The former head of Carillion has hit back at the findings of a parliamentary inquiry into the company’s collapse.
Richard Howson, former chief executive of the firm, contested claims made in a report by the Work and Pensions Committee and Business, Energy and Industrial Strategy (BEIS) Committee as part of their joint inquiry into why the firm failed.
As well as accusing the inquiry of having “omitted or ignored” significant evidence in the company's favour, Howson criticised the government for the way it procured services and managed contracts and said this contributed to the company's downfall.
In a letter responding to an invitation by the inquiry to comment on the report, Howson said any analysis into the collapse of Carillion was “not complete without looking at the way in which government and the wider public sector procured services… and failed to administer pay”.
Howson said government had “completely underestimated” the size of the estate while tendering the National Offender Management Service contract, which ended up being 60% larger in terms of the number of assets, and left Carillion reliant on change mechanisms in the contract to pay for work done. “Carillion did this and bore the significant additional costs as a result.
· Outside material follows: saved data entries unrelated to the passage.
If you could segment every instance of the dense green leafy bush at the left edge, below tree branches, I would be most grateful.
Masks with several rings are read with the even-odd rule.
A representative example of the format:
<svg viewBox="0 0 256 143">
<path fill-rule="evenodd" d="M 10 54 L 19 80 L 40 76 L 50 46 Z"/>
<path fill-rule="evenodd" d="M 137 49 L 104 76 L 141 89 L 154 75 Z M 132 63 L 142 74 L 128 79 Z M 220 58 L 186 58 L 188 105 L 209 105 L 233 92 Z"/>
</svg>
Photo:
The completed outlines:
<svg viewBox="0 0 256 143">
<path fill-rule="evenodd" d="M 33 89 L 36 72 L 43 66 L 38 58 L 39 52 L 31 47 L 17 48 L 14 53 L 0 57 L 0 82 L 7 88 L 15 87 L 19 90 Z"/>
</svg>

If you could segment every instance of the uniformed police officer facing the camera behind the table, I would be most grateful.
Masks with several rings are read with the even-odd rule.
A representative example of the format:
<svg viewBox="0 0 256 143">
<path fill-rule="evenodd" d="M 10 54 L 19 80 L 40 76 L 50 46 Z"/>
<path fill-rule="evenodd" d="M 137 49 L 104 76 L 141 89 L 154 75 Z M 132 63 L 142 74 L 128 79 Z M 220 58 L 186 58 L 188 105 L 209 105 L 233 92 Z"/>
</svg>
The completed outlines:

Despite the fact that Carillion was not being paid for this additional work, it continued to deliver the daily services and pay its own suppliers as it should,” he said.
Howson also blamed government for issues around late payment, and said payment problems started “at the top”. He said government was right to mandate 30-day payment terms but it should be prepared to make its monthly payment applications “holistically” to allow “all parties in the supply chain” to be paid on time.
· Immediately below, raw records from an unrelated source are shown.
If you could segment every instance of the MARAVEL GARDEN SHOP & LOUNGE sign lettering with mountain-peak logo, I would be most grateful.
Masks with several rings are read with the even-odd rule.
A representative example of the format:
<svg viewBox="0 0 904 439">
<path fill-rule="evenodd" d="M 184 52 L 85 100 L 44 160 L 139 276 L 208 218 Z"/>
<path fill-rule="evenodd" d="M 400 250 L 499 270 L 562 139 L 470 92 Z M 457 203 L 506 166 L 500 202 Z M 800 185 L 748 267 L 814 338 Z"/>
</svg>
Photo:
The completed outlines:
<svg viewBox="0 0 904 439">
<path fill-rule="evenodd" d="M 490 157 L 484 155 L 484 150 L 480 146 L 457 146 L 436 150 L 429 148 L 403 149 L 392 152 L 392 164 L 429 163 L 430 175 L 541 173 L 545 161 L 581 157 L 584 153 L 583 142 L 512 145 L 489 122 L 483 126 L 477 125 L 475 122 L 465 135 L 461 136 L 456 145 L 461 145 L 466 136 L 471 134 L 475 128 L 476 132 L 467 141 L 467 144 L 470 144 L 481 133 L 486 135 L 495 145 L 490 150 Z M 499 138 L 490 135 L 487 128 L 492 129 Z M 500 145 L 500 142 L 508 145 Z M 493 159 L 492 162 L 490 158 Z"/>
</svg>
“Hiding behind spurious disputes around scope, changed or varied works, eligibility for legitimate additional costs or punitive levying of performance penalties, and therefore effectively using its supply chain as a bank, is not acceptable,” he said, adding: “Be under no illusion that this problem starts at the top.”
During its time trading, and subsequently in various inquiries, Carillion was criticised for being a notorious late payer and for using its supplier base as a source of credit.
Hawson also denied claims in the report that the company’s early payment facility (EFP) charged suppliers for early payment. “EPF allowed suppliers to choose when they took payments on approved invoices, which they could do at no cost to themselves on 30 days on government contracts and on 45 days on non-government contracts,” he said. The quoted 120-day payment time was the time contractually agreed to pay EFP partner banks, and not suppliers, he added.
Howson’s letter was published by the joint inquiry alongside other replies received via requests for comment on the report. Former finance director Richard Adam, former interim chief executive Keith Cochrane and former non-executive chairman Philip Green all sent short responses stating a general disagreement with the report’s findings, but none elaborated, citing potential conflicts with other ongoing investigations.
Also published was the response of Bill Michael, chairman and senior partner of KPMG, who contested the report’s characterisation of the auditing firm as being “complacent”. While all the big four auditors worked with Carillion at one point, KPMG was its auditor for 19 years and was criticised in the report as being too close to the company. He added it did not “automatically mean the auditor did a bad job” if a company failed after being issued a clean, unqualified audit, as Carillion did.
Michael also hit back at calls by the inquiry for the competition watchdog to intervene in the auditing market. “We do not share the view that changing the audit market structure is the key to driving up quality but we will, of course, take part in any debate on these complex issues,” he said.